È passato quasi un anno da quando l’Autorità Garante della Concorrenza e del Mercato ha raccomandato a VIP e creator l’uso di hashtag specifici per rendere più chiara la partecipazione ad attività sponsorizzate e di influencer marketing.

Anche IAP dal giugno 2016 ha varato la Digital Chart (rieditata nel 2017) nella quale, oltre alla mappatura delle principali forme di comunicazione commerciale digitale, l’Istituto di Autodisciplina Pubblicitaria fornisce, per ciascuna di esse, indicazioni su come renderle trasparenti. Per capire, quindi, l’impatto avuto sul mercato italiano da questa azione di moral suasion, Buzzoole, influencer marketing solution provider in grado di connettere i brand ai content creator attraverso l’utilizzo dell’Intelligenza Artificiale, ha analizzato l’uso dei due hashtag più utilizzati in questo tipo di attività, ossia #ad e #adv, dal 1° febbraio al 30 giugno 2018 su Instagram, Twitter e Facebook.

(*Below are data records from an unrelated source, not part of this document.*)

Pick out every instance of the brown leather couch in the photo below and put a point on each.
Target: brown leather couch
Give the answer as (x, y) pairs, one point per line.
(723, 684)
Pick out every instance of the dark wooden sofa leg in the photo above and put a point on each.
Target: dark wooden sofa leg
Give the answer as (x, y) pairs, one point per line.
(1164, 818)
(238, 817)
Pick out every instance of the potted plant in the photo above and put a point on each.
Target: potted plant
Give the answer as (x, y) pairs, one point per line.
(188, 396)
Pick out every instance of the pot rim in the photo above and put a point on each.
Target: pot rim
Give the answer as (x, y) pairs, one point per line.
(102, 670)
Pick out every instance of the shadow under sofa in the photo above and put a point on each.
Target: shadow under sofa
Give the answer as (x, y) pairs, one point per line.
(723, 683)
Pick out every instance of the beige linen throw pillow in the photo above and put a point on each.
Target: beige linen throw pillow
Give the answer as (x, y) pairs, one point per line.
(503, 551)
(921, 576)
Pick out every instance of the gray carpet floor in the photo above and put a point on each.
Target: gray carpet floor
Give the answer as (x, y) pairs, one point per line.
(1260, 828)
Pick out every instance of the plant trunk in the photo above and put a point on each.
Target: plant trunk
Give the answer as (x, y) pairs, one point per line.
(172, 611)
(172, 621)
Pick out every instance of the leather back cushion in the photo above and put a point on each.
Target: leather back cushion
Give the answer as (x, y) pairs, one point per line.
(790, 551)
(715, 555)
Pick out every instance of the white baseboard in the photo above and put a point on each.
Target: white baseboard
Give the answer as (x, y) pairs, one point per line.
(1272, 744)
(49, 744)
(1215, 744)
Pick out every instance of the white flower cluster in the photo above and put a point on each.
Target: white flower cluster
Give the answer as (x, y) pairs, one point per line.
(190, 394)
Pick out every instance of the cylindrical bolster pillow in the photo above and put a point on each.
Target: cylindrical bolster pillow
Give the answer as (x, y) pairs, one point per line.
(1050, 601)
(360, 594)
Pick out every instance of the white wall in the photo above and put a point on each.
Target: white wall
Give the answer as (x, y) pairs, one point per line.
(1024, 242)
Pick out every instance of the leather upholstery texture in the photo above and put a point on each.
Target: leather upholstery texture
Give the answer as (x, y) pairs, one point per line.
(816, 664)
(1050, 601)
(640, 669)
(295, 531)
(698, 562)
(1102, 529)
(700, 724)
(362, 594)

In questi ultimi cinque mesi i post in italiano contenenti questi “hashtag della trasparenza” sono stati 55.000 generati da 15.200 account e hanno suscitato 42 milioni di interazioni sui social media. Il dato interessante è che nell’ultimo mese si è registrata una crescita di questi post del +45% rispetto al mese precedente. Un dato che segnala un incremento inedito che lascia ben sperare e che può essere frutto anche dell’azione combinata di diversi soggetti che hanno abbracciato la bandiera della trasparenza: autorità, associazioni, aziende del settore come Buzzoole.

Il luogo principale in cui vengono condivisi i messaggi promozionali è Instagram dove è stato prodotto il 50% dei post totali. Segue Twitter con il 39% e Facebook con l’11% (quest’ultimo è sicuramente un dato sottostimato dato che il social è prevalentemente chiuso, dunque difficile da monitorare). Ma se si guarda all’engagement generato dai post si scopre che il 98% di tutte le interazioni legate alle campagne analizzate avviene su Instagram.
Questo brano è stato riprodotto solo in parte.